Sarrica snorted and leaned against the arm of the sofa Allen and the others sat on, folding his arms across his chest. "If you think Lesto is out of control, you're an even greater a fool than I thought. I keep Lesto as my right hand because he's smart, shrewd, and actually far more patient than me. I made him my High Commander because he is one hundred percent Arseni, and if that does not frighten you, then your foolishness grows and grows. Tell us what we need to know, or contact your dogs and call them off, or I will send every Treya Mencee head in the empire home in a crate and toss the bodies in the sea."

Lesto squeezed tighter, until Peter wheezed and begged in a thready whisper. "What is the Star of Menceera?"

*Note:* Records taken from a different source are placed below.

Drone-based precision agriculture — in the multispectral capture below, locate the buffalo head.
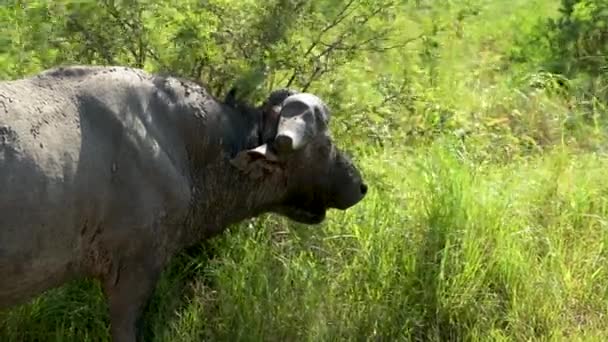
[231,90,367,224]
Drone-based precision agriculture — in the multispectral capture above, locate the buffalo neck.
[171,92,284,246]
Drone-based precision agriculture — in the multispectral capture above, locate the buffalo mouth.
[276,205,327,224]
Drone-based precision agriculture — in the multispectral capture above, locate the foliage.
[0,0,608,341]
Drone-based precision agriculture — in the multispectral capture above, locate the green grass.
[0,143,608,341]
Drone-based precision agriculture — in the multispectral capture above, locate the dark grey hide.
[0,67,367,341]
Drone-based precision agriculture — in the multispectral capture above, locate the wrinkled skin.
[0,67,367,341]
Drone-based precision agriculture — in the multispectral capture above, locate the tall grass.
[0,143,608,341]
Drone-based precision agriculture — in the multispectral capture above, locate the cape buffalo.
[0,66,367,341]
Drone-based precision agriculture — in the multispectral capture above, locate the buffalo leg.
[104,260,160,342]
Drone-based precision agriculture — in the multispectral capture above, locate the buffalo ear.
[230,144,280,179]
[224,87,237,107]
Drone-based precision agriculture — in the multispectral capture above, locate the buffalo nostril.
[361,183,367,195]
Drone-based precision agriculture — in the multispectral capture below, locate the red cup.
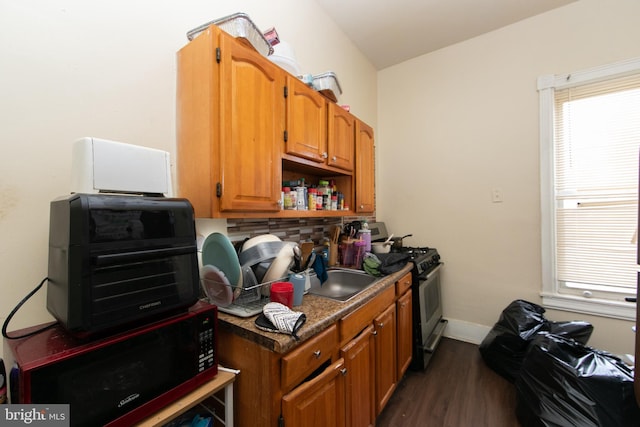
[270,282,293,308]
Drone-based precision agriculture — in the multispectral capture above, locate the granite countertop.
[218,263,412,354]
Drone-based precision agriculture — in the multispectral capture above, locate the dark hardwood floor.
[376,338,520,427]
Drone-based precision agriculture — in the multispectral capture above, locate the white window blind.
[554,74,640,297]
[538,58,640,319]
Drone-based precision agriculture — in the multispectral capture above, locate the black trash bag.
[515,334,640,427]
[544,320,593,344]
[479,299,593,382]
[479,300,545,382]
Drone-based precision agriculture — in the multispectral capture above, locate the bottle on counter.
[307,188,316,211]
[295,186,308,211]
[0,359,8,404]
[358,229,371,252]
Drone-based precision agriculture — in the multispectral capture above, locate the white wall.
[0,0,377,355]
[376,0,640,353]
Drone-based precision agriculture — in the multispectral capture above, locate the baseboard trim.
[444,318,492,345]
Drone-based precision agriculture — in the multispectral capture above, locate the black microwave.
[5,301,218,427]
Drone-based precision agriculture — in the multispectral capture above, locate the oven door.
[410,264,447,371]
[418,265,444,353]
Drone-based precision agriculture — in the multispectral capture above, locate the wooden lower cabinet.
[373,304,398,415]
[396,289,413,381]
[218,275,412,427]
[340,325,376,427]
[282,359,346,427]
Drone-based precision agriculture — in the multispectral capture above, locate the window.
[538,59,640,320]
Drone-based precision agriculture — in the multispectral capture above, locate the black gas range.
[392,246,441,277]
[369,222,447,371]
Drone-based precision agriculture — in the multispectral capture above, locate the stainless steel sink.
[309,268,378,301]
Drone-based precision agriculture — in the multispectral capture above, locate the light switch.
[491,188,503,203]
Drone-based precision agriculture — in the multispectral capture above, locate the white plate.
[262,243,295,283]
[200,265,233,307]
[202,233,242,293]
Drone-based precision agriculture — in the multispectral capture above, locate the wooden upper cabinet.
[327,102,356,171]
[217,33,284,211]
[355,120,376,213]
[285,75,327,163]
[176,26,284,217]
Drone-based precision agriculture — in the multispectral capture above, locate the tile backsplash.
[227,216,375,243]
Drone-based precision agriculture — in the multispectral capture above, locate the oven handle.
[94,245,196,266]
[418,263,443,281]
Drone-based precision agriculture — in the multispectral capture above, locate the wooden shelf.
[136,370,236,427]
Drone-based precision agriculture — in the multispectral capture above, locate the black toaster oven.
[47,194,200,335]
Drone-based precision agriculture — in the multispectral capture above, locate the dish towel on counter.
[255,302,307,341]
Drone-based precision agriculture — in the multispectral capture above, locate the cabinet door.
[355,120,376,212]
[282,359,345,427]
[341,325,376,427]
[218,33,284,211]
[327,102,356,171]
[285,75,327,163]
[373,304,398,416]
[396,290,413,381]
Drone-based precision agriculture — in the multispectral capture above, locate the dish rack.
[203,277,289,317]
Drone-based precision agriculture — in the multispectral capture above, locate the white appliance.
[71,137,173,197]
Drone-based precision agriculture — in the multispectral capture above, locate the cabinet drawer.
[339,286,396,343]
[281,325,338,390]
[396,272,411,297]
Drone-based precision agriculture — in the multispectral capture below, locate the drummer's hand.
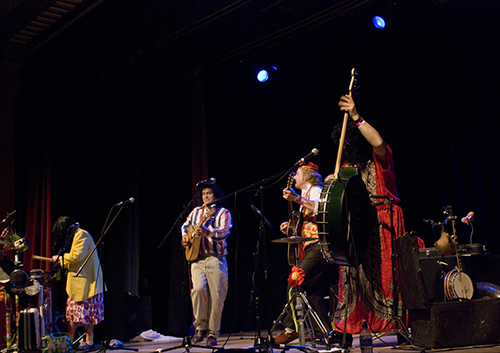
[283,189,300,202]
[280,222,288,235]
[325,174,337,182]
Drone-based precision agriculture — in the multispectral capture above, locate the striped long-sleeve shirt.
[181,206,233,256]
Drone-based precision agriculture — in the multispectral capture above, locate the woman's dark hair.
[52,216,76,254]
[331,119,373,169]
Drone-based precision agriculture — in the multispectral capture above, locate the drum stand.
[270,237,331,351]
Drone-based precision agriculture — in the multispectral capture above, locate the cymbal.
[271,237,314,244]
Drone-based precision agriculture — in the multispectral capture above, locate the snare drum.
[444,268,474,300]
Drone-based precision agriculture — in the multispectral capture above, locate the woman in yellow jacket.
[52,216,105,350]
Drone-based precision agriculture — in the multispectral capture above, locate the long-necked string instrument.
[444,206,474,300]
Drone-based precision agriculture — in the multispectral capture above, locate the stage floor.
[109,332,500,353]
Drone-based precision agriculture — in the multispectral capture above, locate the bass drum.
[318,168,376,266]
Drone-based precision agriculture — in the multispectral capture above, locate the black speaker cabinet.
[394,232,500,348]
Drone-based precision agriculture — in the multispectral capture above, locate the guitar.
[186,207,216,261]
[317,68,372,266]
[334,68,358,177]
[286,171,302,266]
[444,206,474,300]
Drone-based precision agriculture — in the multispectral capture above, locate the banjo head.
[444,268,474,300]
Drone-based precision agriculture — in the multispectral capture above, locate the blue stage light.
[372,16,385,29]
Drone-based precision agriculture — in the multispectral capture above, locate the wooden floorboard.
[105,332,500,353]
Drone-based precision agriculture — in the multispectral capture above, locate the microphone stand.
[158,188,201,249]
[40,227,76,284]
[73,205,125,277]
[250,201,273,353]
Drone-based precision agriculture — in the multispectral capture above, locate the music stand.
[249,204,273,353]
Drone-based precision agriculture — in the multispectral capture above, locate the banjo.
[317,68,373,266]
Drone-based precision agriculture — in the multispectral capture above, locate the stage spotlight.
[372,16,385,29]
[257,66,278,82]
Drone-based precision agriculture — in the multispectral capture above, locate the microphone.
[196,178,216,186]
[295,148,319,164]
[462,211,474,225]
[115,197,135,206]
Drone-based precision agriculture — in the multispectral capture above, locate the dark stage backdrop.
[6,1,500,339]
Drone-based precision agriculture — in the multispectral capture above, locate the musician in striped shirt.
[181,184,232,346]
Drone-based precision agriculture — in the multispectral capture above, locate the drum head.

"A holy relic," Lace said, looking between Lesto and Peter with a look of helpless frustration. "It's cared for and protected by Prince Ravelle. Peter's mother, my friend, has long been Ravelle's paramour. It's rumored he is the actual father of her children, but he's never acknowledged or denied it. Peter said the Star was stolen by Lord Bestowen, or rather, men Bestowen sent to take it. I don't know why yet. But if Ravelle sent out the Hands of Death, then he doesn't want the rest of his family to know it's missing. I'm not exaggerating when I say Her Majesty will kill him and anyone else she suspects of being even passingly involved in the matter. Ravelle is desperate. If Peter's brother sent Blood of the Fallen, then he's party to the mess, or more likely, afraid his family will be blamed no matter what. That relic is important. It's proof the queen and high priestess are fit to rule. If it's discovered missing, the country will devolve into another civil war. The last time the Star went missing, the royal families were wiped out, and the current rulers took the throne largely because they gained possession of the Star."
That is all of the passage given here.